E allora parliamo del punto nevralgico del problema, ancora oggi, sempre lo stesso: la ricollocazione delle aree liberate dai soci inadempienti.
Stendiamo un pietoso velo sulle cause degli inadempimenti.
Evitiamo di considerare quanti soci sono falliti con consistenti quote di partecipazione Cisfi e Banca prive di valore transattivo.
Come, a quali condizioni e a chi, verranno ricollocati i capannoni liberi?
Non dipende solo dal c.d.a. ,ma dalle Banche che fanno pressione per recuperare l’ultima quota 40 milioni.
Nel progetto è previsto il recupero entro dieci anni, ma pare che non ci sia più tanto tempo, che l’area non è più di centomila mq, che bisognerà cominciare subito da questo autunno, non c’é più tempo.
La gente è preoccupata, si domanda quanto vale il proprio capannone, se lo potrà affittare e a chi, se il CIS ripartirà commercialmente, se questo incubo è veramente finito.
Questi sono gli argomenti del consiglio, non ci vuole la zingara per indovinare, né sarà mai un modestissimo blog ad anticipare le notizie.
È solo il pensiero dominante, un pensiero espresso da un popolo senza una sede sociale autonoma, senza una rappresentanza diretta, senza potere deliberante, senza capacità rappresentativa coordinata ed influente in Cisfi e Banca Regionale di Sviluppo.
Più sudditi di così non siamo mai stati!
Da testa siamo diventati coda e dobbiamo pure ringraziare!
Il CIS può ripartire solo con un progetto integrato tra produzione, artigianato e distribuzione che valorizzi il ruolo e le professionalità di centinaia di imprese che rappresentano il top della capacità creativa del popolo meridionale nel campo tessile.

Questa è la città dei mestieri, il Made in Sud, del quale  oggi si ricorda anche la politica, in prossimità delle elezioni.

Il grande riscatto italiano parte dal Sud, dalle imprese e dagli investimenti al Sud ed il settore della moda, con l’esplosione del turismo, è trainante in un Paese dove l’Arte e la Storia tracciano un percorso privilegiato.

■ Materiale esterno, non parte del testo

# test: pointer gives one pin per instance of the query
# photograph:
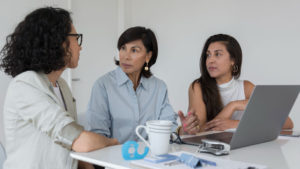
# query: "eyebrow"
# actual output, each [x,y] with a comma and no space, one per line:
[136,47]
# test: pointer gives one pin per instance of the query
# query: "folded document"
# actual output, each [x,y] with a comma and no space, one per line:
[186,160]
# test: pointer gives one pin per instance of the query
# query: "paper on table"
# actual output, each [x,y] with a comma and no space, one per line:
[221,163]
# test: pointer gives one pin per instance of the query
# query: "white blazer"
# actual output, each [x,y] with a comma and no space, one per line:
[39,132]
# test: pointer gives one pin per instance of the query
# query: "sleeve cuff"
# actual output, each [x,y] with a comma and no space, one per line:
[68,134]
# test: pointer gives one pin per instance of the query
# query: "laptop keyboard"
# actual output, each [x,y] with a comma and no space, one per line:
[222,137]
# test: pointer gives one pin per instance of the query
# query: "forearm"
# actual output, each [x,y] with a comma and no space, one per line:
[89,141]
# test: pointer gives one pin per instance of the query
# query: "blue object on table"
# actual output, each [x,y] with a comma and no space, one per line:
[135,155]
[194,162]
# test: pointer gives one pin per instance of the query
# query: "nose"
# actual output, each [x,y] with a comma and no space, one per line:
[210,59]
[125,54]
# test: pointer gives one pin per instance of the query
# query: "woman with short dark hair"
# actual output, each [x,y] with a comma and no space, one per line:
[131,95]
[39,110]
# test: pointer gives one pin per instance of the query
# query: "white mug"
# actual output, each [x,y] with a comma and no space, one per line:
[158,138]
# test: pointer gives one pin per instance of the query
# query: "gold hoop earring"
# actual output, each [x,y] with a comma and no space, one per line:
[146,67]
[235,68]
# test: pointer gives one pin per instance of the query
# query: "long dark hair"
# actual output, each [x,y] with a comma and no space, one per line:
[37,42]
[209,88]
[148,38]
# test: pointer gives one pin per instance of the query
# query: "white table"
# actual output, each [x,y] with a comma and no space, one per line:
[282,153]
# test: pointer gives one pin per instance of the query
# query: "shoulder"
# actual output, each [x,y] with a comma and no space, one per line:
[108,77]
[32,78]
[248,88]
[195,89]
[155,82]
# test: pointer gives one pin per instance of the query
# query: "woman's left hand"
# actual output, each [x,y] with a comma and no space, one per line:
[220,124]
[190,123]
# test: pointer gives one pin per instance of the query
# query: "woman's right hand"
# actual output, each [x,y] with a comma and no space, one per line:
[190,123]
[231,107]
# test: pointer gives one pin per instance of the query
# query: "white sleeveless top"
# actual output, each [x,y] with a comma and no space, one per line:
[231,91]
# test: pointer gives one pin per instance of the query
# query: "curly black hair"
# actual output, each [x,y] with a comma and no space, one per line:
[37,42]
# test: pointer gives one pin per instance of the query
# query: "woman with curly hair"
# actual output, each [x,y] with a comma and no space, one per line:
[39,110]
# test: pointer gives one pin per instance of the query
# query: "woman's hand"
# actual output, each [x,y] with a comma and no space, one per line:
[230,108]
[190,123]
[220,124]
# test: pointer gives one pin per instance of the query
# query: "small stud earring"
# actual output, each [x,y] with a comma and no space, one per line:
[146,67]
[235,69]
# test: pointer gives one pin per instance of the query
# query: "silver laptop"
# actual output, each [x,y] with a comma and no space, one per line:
[263,119]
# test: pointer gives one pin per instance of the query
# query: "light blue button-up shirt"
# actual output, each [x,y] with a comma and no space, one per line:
[115,109]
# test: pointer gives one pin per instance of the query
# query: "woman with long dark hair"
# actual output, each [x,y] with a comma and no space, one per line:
[218,97]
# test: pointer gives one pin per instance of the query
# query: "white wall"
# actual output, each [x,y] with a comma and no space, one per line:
[268,31]
[11,13]
[98,21]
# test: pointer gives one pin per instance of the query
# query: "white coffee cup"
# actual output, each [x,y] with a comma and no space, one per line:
[159,135]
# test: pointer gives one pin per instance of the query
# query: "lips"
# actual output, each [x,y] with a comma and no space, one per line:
[212,68]
[125,65]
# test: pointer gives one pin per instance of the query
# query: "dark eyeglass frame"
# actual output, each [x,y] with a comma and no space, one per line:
[79,37]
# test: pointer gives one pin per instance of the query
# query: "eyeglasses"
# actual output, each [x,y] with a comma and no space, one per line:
[78,37]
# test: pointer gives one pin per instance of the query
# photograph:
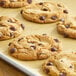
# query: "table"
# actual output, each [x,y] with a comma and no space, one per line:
[8,70]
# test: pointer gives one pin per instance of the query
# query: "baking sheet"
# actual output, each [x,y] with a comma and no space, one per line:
[34,28]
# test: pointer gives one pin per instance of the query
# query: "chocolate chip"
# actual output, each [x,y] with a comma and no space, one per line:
[56,40]
[62,19]
[13,0]
[59,5]
[11,34]
[54,17]
[10,21]
[23,27]
[9,44]
[53,49]
[45,9]
[49,64]
[2,3]
[42,18]
[47,70]
[33,47]
[67,26]
[65,11]
[40,3]
[20,39]
[70,67]
[44,34]
[12,28]
[39,44]
[61,60]
[1,35]
[12,50]
[62,74]
[65,35]
[29,1]
[21,11]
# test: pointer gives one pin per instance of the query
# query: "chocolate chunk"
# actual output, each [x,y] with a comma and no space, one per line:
[62,19]
[62,74]
[61,60]
[11,34]
[56,40]
[33,47]
[20,39]
[45,9]
[70,67]
[67,26]
[21,11]
[2,3]
[59,5]
[40,3]
[65,11]
[50,64]
[12,28]
[23,27]
[13,0]
[10,21]
[47,70]
[44,34]
[9,44]
[12,50]
[53,49]
[54,17]
[1,35]
[39,44]
[29,1]
[65,35]
[42,18]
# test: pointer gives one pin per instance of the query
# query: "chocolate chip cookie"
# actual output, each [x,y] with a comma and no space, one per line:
[34,47]
[67,27]
[44,12]
[14,3]
[61,65]
[10,28]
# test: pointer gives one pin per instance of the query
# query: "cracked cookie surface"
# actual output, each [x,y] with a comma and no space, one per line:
[10,28]
[34,47]
[67,27]
[61,65]
[14,3]
[44,12]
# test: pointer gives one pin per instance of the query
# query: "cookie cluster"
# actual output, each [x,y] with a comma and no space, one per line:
[40,46]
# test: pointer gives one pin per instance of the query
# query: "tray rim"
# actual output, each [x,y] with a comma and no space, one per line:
[24,69]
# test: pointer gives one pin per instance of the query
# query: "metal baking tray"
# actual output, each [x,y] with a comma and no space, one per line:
[33,68]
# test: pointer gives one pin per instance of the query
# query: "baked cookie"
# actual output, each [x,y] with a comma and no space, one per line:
[61,65]
[34,47]
[44,12]
[14,3]
[10,28]
[67,27]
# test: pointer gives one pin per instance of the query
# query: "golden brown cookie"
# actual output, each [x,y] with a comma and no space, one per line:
[14,3]
[10,27]
[44,12]
[61,65]
[67,27]
[34,47]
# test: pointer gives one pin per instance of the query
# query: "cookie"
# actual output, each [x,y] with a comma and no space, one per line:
[34,47]
[10,28]
[67,27]
[43,12]
[14,3]
[61,65]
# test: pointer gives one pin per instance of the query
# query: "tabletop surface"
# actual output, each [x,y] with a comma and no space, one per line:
[8,70]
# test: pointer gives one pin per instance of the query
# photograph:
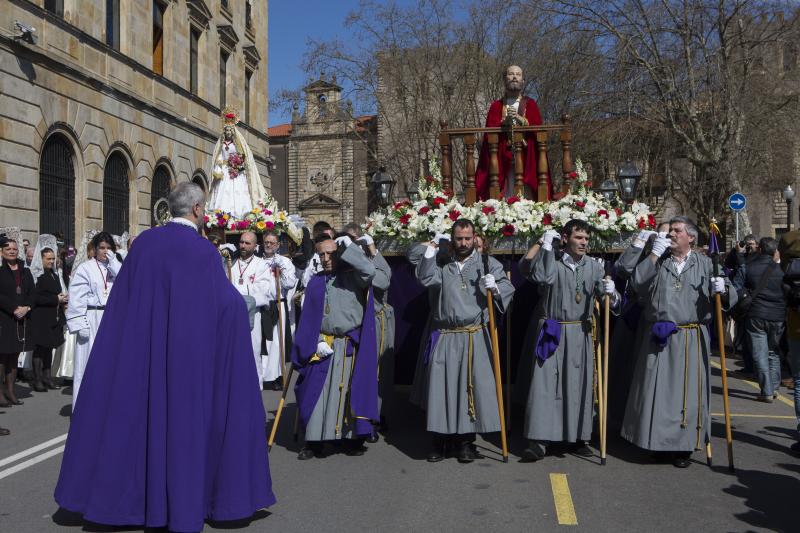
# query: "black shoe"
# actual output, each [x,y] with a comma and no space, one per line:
[681,460]
[533,452]
[465,453]
[582,450]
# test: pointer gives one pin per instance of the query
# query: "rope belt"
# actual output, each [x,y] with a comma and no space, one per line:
[684,423]
[470,349]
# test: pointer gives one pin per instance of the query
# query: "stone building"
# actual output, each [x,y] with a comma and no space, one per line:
[324,158]
[112,102]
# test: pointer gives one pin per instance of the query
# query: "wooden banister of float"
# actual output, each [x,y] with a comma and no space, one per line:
[541,136]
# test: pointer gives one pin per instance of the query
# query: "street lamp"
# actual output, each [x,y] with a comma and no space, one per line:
[628,177]
[413,191]
[382,186]
[788,195]
[607,190]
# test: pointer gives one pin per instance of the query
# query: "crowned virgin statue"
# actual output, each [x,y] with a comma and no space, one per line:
[236,187]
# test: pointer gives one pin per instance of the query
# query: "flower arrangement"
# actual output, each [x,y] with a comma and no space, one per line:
[264,216]
[437,209]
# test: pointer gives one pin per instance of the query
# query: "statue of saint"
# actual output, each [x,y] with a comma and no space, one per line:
[236,186]
[519,110]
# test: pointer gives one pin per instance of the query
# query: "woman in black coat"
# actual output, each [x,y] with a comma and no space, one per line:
[16,300]
[47,322]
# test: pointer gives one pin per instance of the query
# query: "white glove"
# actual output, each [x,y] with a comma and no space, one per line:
[344,240]
[608,286]
[366,240]
[660,245]
[548,237]
[718,285]
[323,350]
[488,283]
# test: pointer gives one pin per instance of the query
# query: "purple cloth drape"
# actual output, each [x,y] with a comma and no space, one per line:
[169,426]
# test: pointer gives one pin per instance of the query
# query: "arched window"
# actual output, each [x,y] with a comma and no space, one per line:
[115,194]
[57,189]
[160,188]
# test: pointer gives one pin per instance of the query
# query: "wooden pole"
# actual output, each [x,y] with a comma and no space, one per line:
[281,404]
[498,379]
[277,273]
[606,355]
[724,372]
[469,191]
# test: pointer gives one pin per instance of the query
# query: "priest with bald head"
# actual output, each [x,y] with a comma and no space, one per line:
[516,109]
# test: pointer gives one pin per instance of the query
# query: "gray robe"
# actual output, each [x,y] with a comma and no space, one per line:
[458,302]
[559,407]
[667,406]
[344,310]
[384,331]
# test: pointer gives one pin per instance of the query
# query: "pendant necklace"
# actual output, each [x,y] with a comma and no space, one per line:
[243,270]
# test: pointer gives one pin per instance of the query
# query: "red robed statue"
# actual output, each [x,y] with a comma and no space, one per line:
[522,111]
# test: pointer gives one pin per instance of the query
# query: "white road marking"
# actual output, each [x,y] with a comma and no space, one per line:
[33,450]
[30,462]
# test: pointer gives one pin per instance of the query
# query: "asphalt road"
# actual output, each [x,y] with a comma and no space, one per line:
[392,487]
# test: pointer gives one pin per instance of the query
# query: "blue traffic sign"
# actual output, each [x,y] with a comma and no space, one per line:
[737,201]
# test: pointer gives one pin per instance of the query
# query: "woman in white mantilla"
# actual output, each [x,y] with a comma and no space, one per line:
[236,187]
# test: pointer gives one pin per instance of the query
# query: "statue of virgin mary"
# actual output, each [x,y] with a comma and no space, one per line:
[236,186]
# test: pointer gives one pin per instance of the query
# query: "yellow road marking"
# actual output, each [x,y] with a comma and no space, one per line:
[755,385]
[787,417]
[563,500]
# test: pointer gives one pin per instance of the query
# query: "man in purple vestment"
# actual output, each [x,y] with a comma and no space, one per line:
[167,431]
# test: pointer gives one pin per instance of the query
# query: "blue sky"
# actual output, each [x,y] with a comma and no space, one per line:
[291,24]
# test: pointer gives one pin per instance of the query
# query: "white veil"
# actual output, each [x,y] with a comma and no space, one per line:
[44,241]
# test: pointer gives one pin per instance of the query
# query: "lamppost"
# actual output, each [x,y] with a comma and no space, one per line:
[608,190]
[413,191]
[382,186]
[628,177]
[788,195]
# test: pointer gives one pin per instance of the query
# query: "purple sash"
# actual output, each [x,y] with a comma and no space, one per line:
[363,385]
[662,331]
[549,338]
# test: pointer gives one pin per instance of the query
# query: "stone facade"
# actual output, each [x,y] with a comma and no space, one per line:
[132,99]
[324,158]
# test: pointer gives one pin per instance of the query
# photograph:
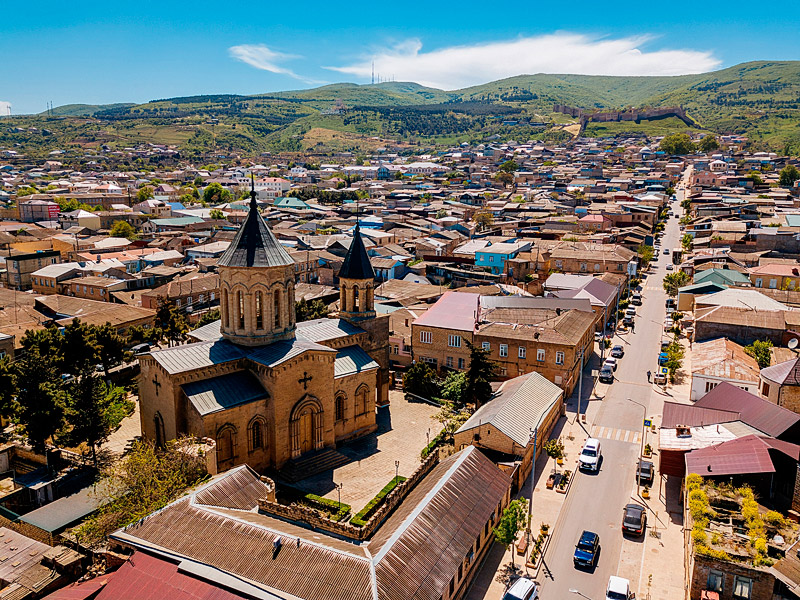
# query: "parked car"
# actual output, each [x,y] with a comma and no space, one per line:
[591,456]
[587,550]
[634,519]
[619,589]
[522,589]
[645,472]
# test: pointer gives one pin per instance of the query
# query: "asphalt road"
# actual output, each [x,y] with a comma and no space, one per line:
[595,501]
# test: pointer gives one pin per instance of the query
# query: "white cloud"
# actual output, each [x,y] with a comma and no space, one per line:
[261,57]
[461,66]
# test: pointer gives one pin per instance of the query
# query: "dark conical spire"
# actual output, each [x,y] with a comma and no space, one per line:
[254,244]
[356,263]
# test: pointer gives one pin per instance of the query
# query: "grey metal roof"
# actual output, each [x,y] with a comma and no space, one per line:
[225,391]
[321,330]
[274,354]
[356,263]
[352,360]
[518,406]
[255,245]
[197,356]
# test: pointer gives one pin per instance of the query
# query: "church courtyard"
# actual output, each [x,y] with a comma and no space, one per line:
[402,434]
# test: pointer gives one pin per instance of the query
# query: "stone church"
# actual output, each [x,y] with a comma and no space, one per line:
[269,390]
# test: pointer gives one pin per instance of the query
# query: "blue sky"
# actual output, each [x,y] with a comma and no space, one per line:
[103,52]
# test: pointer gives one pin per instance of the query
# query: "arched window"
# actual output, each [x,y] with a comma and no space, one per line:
[259,311]
[340,402]
[226,443]
[256,434]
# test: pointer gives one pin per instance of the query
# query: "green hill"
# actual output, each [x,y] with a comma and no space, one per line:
[759,99]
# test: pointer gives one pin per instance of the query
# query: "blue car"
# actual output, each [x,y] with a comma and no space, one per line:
[587,550]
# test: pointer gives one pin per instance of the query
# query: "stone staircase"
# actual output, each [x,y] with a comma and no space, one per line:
[311,464]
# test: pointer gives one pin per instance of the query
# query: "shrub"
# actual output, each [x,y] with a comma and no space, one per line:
[773,517]
[372,506]
[336,511]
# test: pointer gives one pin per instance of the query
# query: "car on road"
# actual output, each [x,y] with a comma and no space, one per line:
[619,588]
[634,519]
[522,589]
[591,456]
[645,472]
[587,550]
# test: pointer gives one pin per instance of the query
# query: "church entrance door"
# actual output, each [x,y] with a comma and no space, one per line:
[306,427]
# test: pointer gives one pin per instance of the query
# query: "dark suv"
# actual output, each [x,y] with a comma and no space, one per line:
[634,519]
[587,550]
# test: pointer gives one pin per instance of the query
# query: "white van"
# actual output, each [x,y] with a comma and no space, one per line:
[522,589]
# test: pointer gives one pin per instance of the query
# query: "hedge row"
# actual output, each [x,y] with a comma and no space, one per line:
[336,511]
[366,513]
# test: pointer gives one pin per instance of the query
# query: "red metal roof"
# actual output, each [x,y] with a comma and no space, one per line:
[744,456]
[145,577]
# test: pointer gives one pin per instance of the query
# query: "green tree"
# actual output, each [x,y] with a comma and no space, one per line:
[41,398]
[788,175]
[708,144]
[144,193]
[421,380]
[677,144]
[110,345]
[88,413]
[645,253]
[146,480]
[216,194]
[123,229]
[674,281]
[760,350]
[510,166]
[511,522]
[483,219]
[480,372]
[307,311]
[170,320]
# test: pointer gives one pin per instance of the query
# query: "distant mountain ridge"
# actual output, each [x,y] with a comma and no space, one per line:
[760,99]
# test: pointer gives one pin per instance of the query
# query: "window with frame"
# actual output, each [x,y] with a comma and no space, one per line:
[742,587]
[715,579]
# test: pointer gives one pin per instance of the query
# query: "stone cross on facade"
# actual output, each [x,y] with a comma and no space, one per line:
[304,380]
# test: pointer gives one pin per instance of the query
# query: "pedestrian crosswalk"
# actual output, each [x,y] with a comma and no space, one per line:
[612,433]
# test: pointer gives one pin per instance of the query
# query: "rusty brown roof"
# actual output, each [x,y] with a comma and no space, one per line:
[412,556]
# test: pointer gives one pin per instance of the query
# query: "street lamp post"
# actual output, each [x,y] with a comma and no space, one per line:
[641,450]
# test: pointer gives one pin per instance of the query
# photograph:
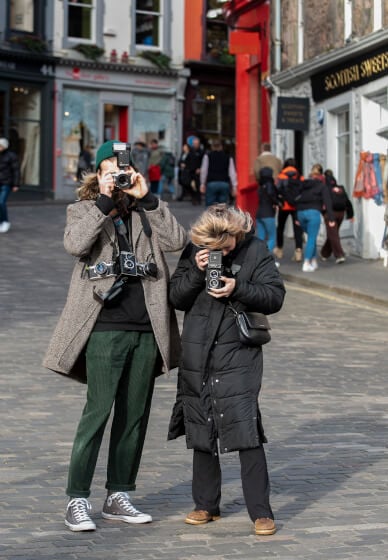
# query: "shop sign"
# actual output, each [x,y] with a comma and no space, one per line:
[293,113]
[355,72]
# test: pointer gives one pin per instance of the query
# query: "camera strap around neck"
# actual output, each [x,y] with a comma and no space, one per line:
[126,237]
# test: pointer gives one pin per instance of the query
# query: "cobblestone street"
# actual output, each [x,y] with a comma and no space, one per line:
[325,411]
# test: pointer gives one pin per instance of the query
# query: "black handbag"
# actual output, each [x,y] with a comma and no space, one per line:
[253,327]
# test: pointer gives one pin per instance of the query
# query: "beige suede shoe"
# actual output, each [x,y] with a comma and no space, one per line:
[199,517]
[265,526]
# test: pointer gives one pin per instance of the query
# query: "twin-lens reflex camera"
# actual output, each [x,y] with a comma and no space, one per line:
[122,151]
[214,271]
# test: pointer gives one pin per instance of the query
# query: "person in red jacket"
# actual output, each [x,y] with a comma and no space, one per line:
[287,209]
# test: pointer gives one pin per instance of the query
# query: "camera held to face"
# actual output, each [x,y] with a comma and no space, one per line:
[101,270]
[214,271]
[130,267]
[122,151]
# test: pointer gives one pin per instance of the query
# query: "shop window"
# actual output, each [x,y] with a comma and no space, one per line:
[25,18]
[152,119]
[216,34]
[24,130]
[343,148]
[149,23]
[21,15]
[213,113]
[79,129]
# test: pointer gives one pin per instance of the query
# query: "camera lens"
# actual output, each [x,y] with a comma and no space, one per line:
[101,268]
[123,180]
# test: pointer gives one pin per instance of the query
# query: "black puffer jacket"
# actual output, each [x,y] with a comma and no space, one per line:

Il Cis deve puntare a conquistare nuovi mercati all’estero, attraverso un rinnovamento strutturale dei metodi di approccio alla clientela potenziale e di presentazione delle offerte.Abbiamo un’opportunità unica di riscatto, altro che capannoni, noi possiamo riscrivere la nostra storia.

Per far questo occorre recuperare una rappresentanza sociale che non abbiamo, altrimenti resteremo solo degli amministrati in casa nostra, gestiti dal potere finanziario e potremo decidere esclusivamente nell’ambito della nostra autonomia aziendale, se siamo stati capaci  di adeguarci al nuovo corso dell’economia globale.

E adesso, continuate pure a domandarvi se sarà il caso di vendere o affittare ai cinesi, come ultima speranza di un popolo senza identità.
Io non ci sto a chiudere la discussione in uno spazio così angusto e lotterò sino in fondo per l’autonomia del CIS perché credo che mai come ora, la funzione del grossista, organizzatore di produzione con un servizio dal pronto, è richiesta in tutto il mondo e manca un’offerta adeguata.
Ve lo garantisco, ci vuole solo una parte di quel coraggio che vi ha fatto essere Soci CIS.
Pensateci la sera prima di addormentarvi, perché mi pare che abbiate già rinunciato ad essere CIS.

Lunga e nuova vita al CIS.
Emilio D’Angelo.
Fondatore di un Patto di Sindacato di voto ormai reso inefficace dall’attribuzione vincolata dei diritti amministrativi agli SFP.